45%, not 90%: the only sign-recognition number I trust
Our best landmark-only sign model scores 45% on signers it has never seen. The field routinely reports numbers twice that high. The lower number is the honest one, and it is the one we publish.

Parley shipped its first modeling phase, and the headline number is 45%. That is the top-1 accuracy of our best landmark-only model on the Google sign dataset, evaluated on signers the model never saw in training. The full writeup is the landmark-only ceiling paper in the research section. This note is about why I am publishing 45% when I could publish almost double.
Here is the mechanism that produces the bigger number. Most sign-recognition results are measured on a split where the same people appear in training and test. The model memorizes how those specific signers move and gets graded on recognizing them again. Reported that way, this task lands in the high eighties or low nineties. It is a real measurement of the wrong thing. It tells you the model can re-identify known signers, not that it can recognize signs from a stranger.
When we held the signers out, our best stable model scored 44.7%, averaged over three training runs. Hand-shape features alone got 36%. Several architectures that looked fine on a single run collapsed to near-random when we changed the random seed, which means their good number was luck the first reporter happened to catch. None of that is visible if you report one seed on a signer-mixed split. All of it is visible the moment you stop.

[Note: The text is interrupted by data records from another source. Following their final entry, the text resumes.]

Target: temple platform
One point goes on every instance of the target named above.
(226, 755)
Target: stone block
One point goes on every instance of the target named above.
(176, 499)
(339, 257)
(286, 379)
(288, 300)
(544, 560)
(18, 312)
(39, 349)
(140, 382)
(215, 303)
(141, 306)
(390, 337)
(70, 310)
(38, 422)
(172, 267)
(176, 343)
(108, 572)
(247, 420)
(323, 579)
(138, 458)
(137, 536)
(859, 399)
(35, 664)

I sat with the choice for a while, because 45% is not a number you put on a slide to raise money. The honest version of the work is less impressive than the dishonest version, and the dishonest version is the industry default. But Parley exists partly as a corrective to that default. The Deaf community has watched a decade of sign-language AI report inflated accuracy, get deployed, and fail the people it claimed to serve. If Parley is going to publish at all, the one thing it cannot do is add another inflated number to that pile.
So the rule for every Parley notebook is fixed. Evaluate on held-out signers. Report mean and standard deviation over several seeds. Publish the failures next to the successes. The number gets smaller and the work gets more trustworthy, and for a research arm whose entire value is credibility, that is the trade I want every time.
There is a version of this that sounds like false modesty, and it is not that. 45% on held-out signers for a 250-sign vocabulary is hard-won, well above the baselines, and a real starting line for the next phase. The point is not that the number is low. The point is that it is true. A true 45% is worth more to me, and to anyone who builds on it, than a 90% that evaporates the first time a new person signs.
That is the whole discipline. Report the number a deaf user would actually experience, and start the next phase from there instead of from the flattering one.